Господин Лун открыл рот в изумлении.
– И это, по-твоему, причина для радости?
– Конечно, – дядя тепло улыбнулся, – артефакт взывает к тебе, магия нашего Великого Предка пробудилась, и твой путь ясен. Он ведёт вглубь материка, на территорию другой страны. Ты готов?
– Я давно готов, дядя, только скажи, когда отправляться?
– В конце декабря, а пока что нужно подготовить всё необходимое, но… – дядя поднял вверх указательный палец и нахмурился, – не радуйся слишком сильно. Имуги тоже явились в мир, их наследник может быть кем угодно, тем более, что на днях пропала ученица мастера Тиссоная. Не трать деньги, как ты любишь, не доверяй никому и умерь своё высокомерие.
– Я сам решу, что мне делать!
Дядя кивнул.
– Тогда не забывай, что помимо имуги у тебя есть и другие проблемы. Мы достоверно не знаем, как Соловьи забрали у Великого Предка жемчужину, на какие уловки пошли, чтобы его обмануть. Будь предельно осторожен.
– Дядя… – попытался перебить племянник, но тот предупредительно поднял руку в просьбе выслушать до конца.
– Ошибка может стоить тебе жизни, Юань Лун, подумай об этом. Подумай, – он снова похлопал племянника по плечу и отвернулся.
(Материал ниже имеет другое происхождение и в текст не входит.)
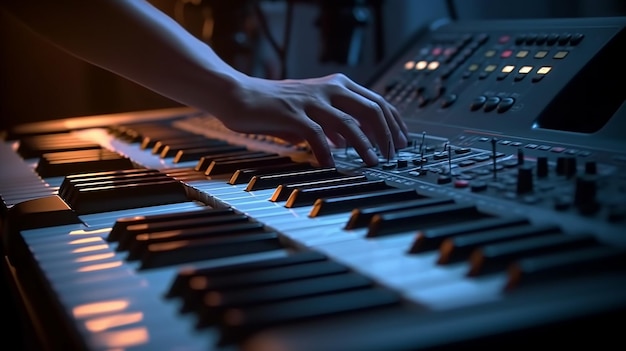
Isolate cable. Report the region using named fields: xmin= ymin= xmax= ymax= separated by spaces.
xmin=446 ymin=0 xmax=459 ymax=21
xmin=254 ymin=0 xmax=293 ymax=79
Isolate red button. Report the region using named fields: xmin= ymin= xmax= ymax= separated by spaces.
xmin=454 ymin=179 xmax=469 ymax=188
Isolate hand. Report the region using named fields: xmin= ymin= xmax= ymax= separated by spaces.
xmin=217 ymin=74 xmax=407 ymax=166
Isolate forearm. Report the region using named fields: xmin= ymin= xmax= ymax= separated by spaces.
xmin=5 ymin=0 xmax=245 ymax=118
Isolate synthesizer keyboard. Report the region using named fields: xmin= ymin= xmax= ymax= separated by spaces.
xmin=0 ymin=19 xmax=626 ymax=350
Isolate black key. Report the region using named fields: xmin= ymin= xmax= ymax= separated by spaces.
xmin=182 ymin=261 xmax=349 ymax=312
xmin=3 ymin=195 xmax=82 ymax=232
xmin=309 ymin=189 xmax=425 ymax=217
xmin=35 ymin=149 xmax=135 ymax=178
xmin=159 ymin=138 xmax=229 ymax=158
xmin=204 ymin=154 xmax=293 ymax=176
xmin=63 ymin=172 xmax=173 ymax=203
xmin=437 ymin=224 xmax=561 ymax=264
xmin=58 ymin=168 xmax=162 ymax=198
xmin=228 ymin=162 xmax=313 ymax=185
xmin=69 ymin=179 xmax=189 ymax=214
xmin=117 ymin=213 xmax=249 ymax=251
xmin=197 ymin=272 xmax=374 ymax=327
xmin=140 ymin=232 xmax=283 ymax=269
xmin=194 ymin=149 xmax=268 ymax=172
xmin=468 ymin=234 xmax=598 ymax=276
xmin=409 ymin=217 xmax=529 ymax=253
xmin=345 ymin=198 xmax=454 ymax=229
xmin=505 ymin=246 xmax=626 ymax=291
xmin=140 ymin=131 xmax=198 ymax=150
xmin=151 ymin=135 xmax=212 ymax=155
xmin=220 ymin=288 xmax=401 ymax=344
xmin=107 ymin=207 xmax=227 ymax=242
xmin=285 ymin=180 xmax=392 ymax=208
xmin=366 ymin=204 xmax=480 ymax=238
xmin=17 ymin=133 xmax=101 ymax=159
xmin=127 ymin=221 xmax=265 ymax=260
xmin=167 ymin=251 xmax=327 ymax=297
xmin=246 ymin=167 xmax=342 ymax=191
xmin=270 ymin=175 xmax=368 ymax=202
xmin=173 ymin=145 xmax=248 ymax=164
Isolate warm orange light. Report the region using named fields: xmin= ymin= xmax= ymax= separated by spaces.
xmin=70 ymin=228 xmax=111 ymax=235
xmin=94 ymin=327 xmax=150 ymax=348
xmin=69 ymin=237 xmax=102 ymax=245
xmin=85 ymin=312 xmax=143 ymax=332
xmin=72 ymin=300 xmax=129 ymax=318
xmin=72 ymin=244 xmax=109 ymax=253
xmin=415 ymin=61 xmax=428 ymax=71
xmin=78 ymin=261 xmax=122 ymax=273
xmin=74 ymin=252 xmax=115 ymax=263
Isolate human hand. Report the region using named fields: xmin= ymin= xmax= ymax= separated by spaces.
xmin=218 ymin=74 xmax=408 ymax=166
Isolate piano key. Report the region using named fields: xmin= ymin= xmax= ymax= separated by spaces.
xmin=107 ymin=207 xmax=229 ymax=242
xmin=246 ymin=167 xmax=342 ymax=191
xmin=345 ymin=198 xmax=454 ymax=229
xmin=122 ymin=223 xmax=266 ymax=260
xmin=467 ymin=233 xmax=598 ymax=276
xmin=204 ymin=155 xmax=293 ymax=176
xmin=69 ymin=179 xmax=189 ymax=214
xmin=59 ymin=168 xmax=162 ymax=198
xmin=140 ymin=232 xmax=283 ymax=269
xmin=196 ymin=272 xmax=374 ymax=327
xmin=59 ymin=172 xmax=174 ymax=203
xmin=270 ymin=175 xmax=368 ymax=201
xmin=167 ymin=251 xmax=328 ymax=297
xmin=17 ymin=133 xmax=102 ymax=159
xmin=409 ymin=217 xmax=529 ymax=253
xmin=228 ymin=162 xmax=314 ymax=185
xmin=285 ymin=180 xmax=391 ymax=208
xmin=181 ymin=260 xmax=349 ymax=312
xmin=220 ymin=289 xmax=400 ymax=344
xmin=367 ymin=204 xmax=487 ymax=238
xmin=505 ymin=246 xmax=626 ymax=291
xmin=116 ymin=209 xmax=249 ymax=251
xmin=151 ymin=135 xmax=228 ymax=158
xmin=437 ymin=224 xmax=561 ymax=264
xmin=194 ymin=149 xmax=271 ymax=172
xmin=35 ymin=150 xmax=135 ymax=177
xmin=309 ymin=188 xmax=426 ymax=217
xmin=173 ymin=145 xmax=247 ymax=164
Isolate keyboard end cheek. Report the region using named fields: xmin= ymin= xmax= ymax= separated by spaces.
xmin=7 ymin=195 xmax=82 ymax=231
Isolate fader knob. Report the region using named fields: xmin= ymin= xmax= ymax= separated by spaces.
xmin=537 ymin=156 xmax=548 ymax=178
xmin=517 ymin=166 xmax=533 ymax=194
xmin=585 ymin=161 xmax=598 ymax=175
xmin=574 ymin=175 xmax=598 ymax=213
xmin=556 ymin=157 xmax=576 ymax=177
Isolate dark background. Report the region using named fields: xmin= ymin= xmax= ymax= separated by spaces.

На этот раз стало ясно, что разговор окончен, и господин Лун, постояв ещё несколько секунд, поклонился и покинул кабинет.
***
Боль. Её разрывает невыносимая боль. Сливаться со смертным, чувствовать, как смешивается кровь в венах, как ускользает чужая душа, уступая место новой… Она давно от такого отвыкла, но сейчас это было необходимостью, сутью выживания её клана. Нужно победить Драконов, обойти их в этой игре даже ценой собственной жизни.